M365 Cleaner

Overview

M365 Cleaner is a lightweight Microsoft Teams app that analyzes and visualizes digital clutter across Microsoft 365. It identifies outdated Teams, oversized files, inactive SharePoint sites, and messy mailboxes, then highlights actionable cleanup opportunities.

Problem

As organizations adopt Microsoft 365, their storage quickly becomes messy:

  • Inactive Teams pile up.
  • SharePoint sites remain untouched.
  • Mailboxes and OneDrives fill with oversized attachments and duplicate files.

Admins face high storage costs and poor visibility, while team owners and users have no clear way to manage their data. Existing tools felt technical and spreadsheet-heavy, lacking intuitive insights.

The challenge was to simplify this complexity and create a tool that is:

  • Visual – insights at a glance.
  • Actionable – clear cleanup recommendations.
  • Integrated – embedded into Teams, where people already work.

Goals & Objectives

Provide a single source of truth for M365 storage health.

  • Visualize clutter in a way that feels familiar yet engaging.
  • Enable both admins and everyday users to take action confidently.
  • Fit seamlessly into Microsoft Teams as a tab or personal app.

My Role

Research
UX Design
UI Design

Research & Discovery

To understand the problem space, I combined qualitative research with structured UX methods.

  • Stakeholder Interviews: IT admins, team owners, and everyday users highlighted different priorities — admins wanted cross-tenant visibility, team owners needed clarity on inactive Teams, and users wanted quick insights into their own storage.
  • UX Mind Map: I mapped out all possible clutter touchpoints across Microsoft 365 — Teams, SharePoint, OneDrive, and Exchange — and visualized connections between usage, storage growth, and cleanup opportunities. This helped define the scope of entities and surface dependencies.
  • Jobs To Be Done (JTBD) Framework:
  • When I’m managing Teams storage, I want to see which groups are inactive, so I can decide what to archive.
  • When my OneDrive is nearly full, I want to quickly spot large files, so I can delete or move them.
  • When I’m an IT admin, I want to monitor overall storage trends, so I can reduce unnecessary costs.

Key insight: people don’t want raw storage metrics — they want clear, job-oriented outcomes. These methods helped anchor the design around user intent rather than technical complexity.

Main Page – Analysis Overview

This screen serves as the entry point, giving admins and users a clear, visual summary of storage health and cleanup opportunities. Each component was designed to balance clarity, hierarchy, and quick decision-making.

Total Storage Bar

Components: Overall usage vs. free space, color-coded by service.

Why: A single-glance health indicator. The critical alert (86% used) helps users understand urgency without digging deeper.

Storage Consumption Over Time

Components: Area chart with 3/6/12 month toggle.

Why: Shows trends, not just static numbers. Helps admins spot growth patterns and forecast when storage will become an issue.

Cleanup Potential by Category

Components: Breakdown of biggest cleanup opportunities (inactive Teams, old SharePoint, oversized OneDrives, etc.).

Why: Directs attention to the highest impact actions. This turns raw storage data into actionable insights.

Entities/Users/Departments Tabs

Components: Switchable views; table with entity name, storage used, % of scope, last activity, owners, members, status.

Why: Supports progressive disclosure — from high-level summary to detailed accountability. Owners and status help decide what to clean up, while filters/sort/search aid navigation in large datasets.

Entity Page (Team View)

This page gives a detailed breakdown of a specific Team’s storage.

  • Header card: Quick facts (owners, members, folders, files, total storage).
  • Trend + composition: Storage usage over time and distribution by type (documents, media, other).
  • Entity table: Folder- and file-level details with activity, owners, and members.
  • Sidebar insights: Reclaimable space, cleanup opportunities (e.g., large duplicate files, old versions), and top storage consumers.

Why: Designed to help team owners identify what’s consuming space and where to take action.

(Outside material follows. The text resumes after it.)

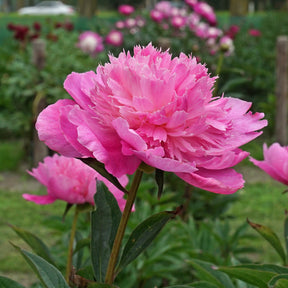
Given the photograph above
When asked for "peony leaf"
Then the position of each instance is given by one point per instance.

User Page (Individual View)

This view shifts focus from teams to a single user’s storage footprint.

  • Header card: Profile info, access date, last visit.
  • Trend + composition: Personal storage over time and file type distribution.
  • User storage breakdown: Which Teams and folders the user contributes to most, with activity and status indicators.
  • Sidebar insights: Same reclaimable space and cleanup suggestions, tailored to individual usage.

Why: Helps admins or managers spot heavy users, inactive accounts, and reclaimable space at the user level.